There is one thing currently uniting Prime Minister Theresa May with her 27 EU counterparts: They all want the Brexit withdrawal agreement to be approved by the U.K. Parliament.
But there's a high possibility that the deal will be voted down — risk consultancy Eurasia Group assigns a 75 percent probability for that outcome. In the eyes of the U.K. prime minister and the other 27 EU leaders, this would bring uncertainty and difficulties at all levels for businesses, consumers and citizens.
"This is the best deal possible for Britain, this is the best deal possible for Europe, this is the only deal possible," European Commission President Jean-Claude Juncker said Sunday after a special Brexit summit. Brussels, as well as Theresa May, has tried to make it clear to U.K. parliamentarians that there will not be renegotiations if they disapprove of the withdrawal plan.
The vote in Parliament is likely to be on December 11. If the agreement is voted down by U.K. lawmakers, the government could try to extend the deadline of March 29 (when the U.K. is officially due to leave the European Union) or the country crashes out of the EU without a deal.
The first scenario could allow the government to perhaps negotiate further with the U.K. Parliament until the House of Commons approves the exit deal. In order to extend that deadline, the U.K. would have to ask the EU for permission and the 27 countries would have to accept the request unanimously. Such an outcome would also not erase uncertainty for citizens or the economy.
The second scenario is the most feared in Europe and by many business groups in the U.K. — a no-deal Brexit. Leaving the EU in March of next year without a deal would mean that World Trade Organization rules would apply. This would inevitably raise tariffs and costs for both producers and consumers. At the moment, the U.K. is a member of the EU single market of goods, meaning that trade is frictionless and with zero tariffs.
There would be immense disruption and uncertainty, including in the energy market, the supply of medicines and medical devices, as well as in the car industry.

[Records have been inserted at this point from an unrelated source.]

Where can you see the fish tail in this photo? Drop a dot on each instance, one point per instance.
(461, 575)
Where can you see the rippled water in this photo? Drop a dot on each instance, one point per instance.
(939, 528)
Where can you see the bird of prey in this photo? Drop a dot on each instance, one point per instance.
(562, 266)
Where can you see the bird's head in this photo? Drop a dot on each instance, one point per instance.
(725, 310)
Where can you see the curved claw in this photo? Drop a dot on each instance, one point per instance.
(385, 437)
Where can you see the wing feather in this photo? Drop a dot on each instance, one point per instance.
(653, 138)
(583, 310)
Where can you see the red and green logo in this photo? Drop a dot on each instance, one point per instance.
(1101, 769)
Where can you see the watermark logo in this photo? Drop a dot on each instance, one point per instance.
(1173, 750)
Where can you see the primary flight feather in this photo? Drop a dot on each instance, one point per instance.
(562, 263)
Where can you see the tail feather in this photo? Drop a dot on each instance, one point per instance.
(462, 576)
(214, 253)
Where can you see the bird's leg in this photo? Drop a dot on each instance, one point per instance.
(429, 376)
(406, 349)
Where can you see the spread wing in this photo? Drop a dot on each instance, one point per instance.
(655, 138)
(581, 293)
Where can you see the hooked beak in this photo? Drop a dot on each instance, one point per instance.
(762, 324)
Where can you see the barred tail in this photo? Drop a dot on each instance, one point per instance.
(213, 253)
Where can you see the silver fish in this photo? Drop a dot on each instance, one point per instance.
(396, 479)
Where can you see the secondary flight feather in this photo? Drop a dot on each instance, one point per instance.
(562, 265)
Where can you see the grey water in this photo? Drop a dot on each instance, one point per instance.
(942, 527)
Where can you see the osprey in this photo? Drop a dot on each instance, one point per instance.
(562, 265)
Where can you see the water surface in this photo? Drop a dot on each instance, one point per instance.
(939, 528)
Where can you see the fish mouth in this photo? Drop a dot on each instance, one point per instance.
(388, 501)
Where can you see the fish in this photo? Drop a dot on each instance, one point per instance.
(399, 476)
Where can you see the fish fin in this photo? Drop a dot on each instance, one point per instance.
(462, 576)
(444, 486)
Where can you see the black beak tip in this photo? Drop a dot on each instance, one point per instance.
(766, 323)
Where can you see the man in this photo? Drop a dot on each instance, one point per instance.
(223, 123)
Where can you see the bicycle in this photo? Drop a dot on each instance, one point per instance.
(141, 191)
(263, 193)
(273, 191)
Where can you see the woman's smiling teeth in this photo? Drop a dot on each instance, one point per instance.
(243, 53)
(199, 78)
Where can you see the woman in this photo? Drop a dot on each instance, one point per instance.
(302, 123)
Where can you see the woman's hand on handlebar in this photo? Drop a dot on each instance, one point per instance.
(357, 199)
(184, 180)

In fact, the biggest car makers in the U.K. have warned on different occasions that a no-deal would hurt their imports of EU components to assemble cars in their U.K. plants. According to the Society of Motor Manufacturers and Traders (SMMT), without a deal that keeps tariffs at zero "U.K. companies selling components to the EU will face an average export tariff of 4.5 percent while manufacturers of vehicles will face an export tariff of 10 percent."
"Our base case (80 percent chance) remains that Parliament will either pass the current deal in a first or second vote or — after significant political turmoil — will endorse some other solution that avoids a 'no deal' hard Brexit in the end," analysts at Berenberg bank said in a research note to clients on Monday.
If May overcomes the current opposition to her Brexit plan, then the process will move forward. This means that the U.K. will stop being a member of the European Union on March 29. And from that moment onwards, the transition period will begin — it is during this phase that the U.K. and the EU will negotiate their future relationship, including new trade arrangements.
The transition is set to last until the end of 2020, 21 months. However, the EU and the U.K. have decided to assess the state of their negotiations in July of 2020 to see whether they need more time to conclude those talks. The transition period could be extended for up to two years.
During the transition phase, the U.K. will not have any say in EU policymaking.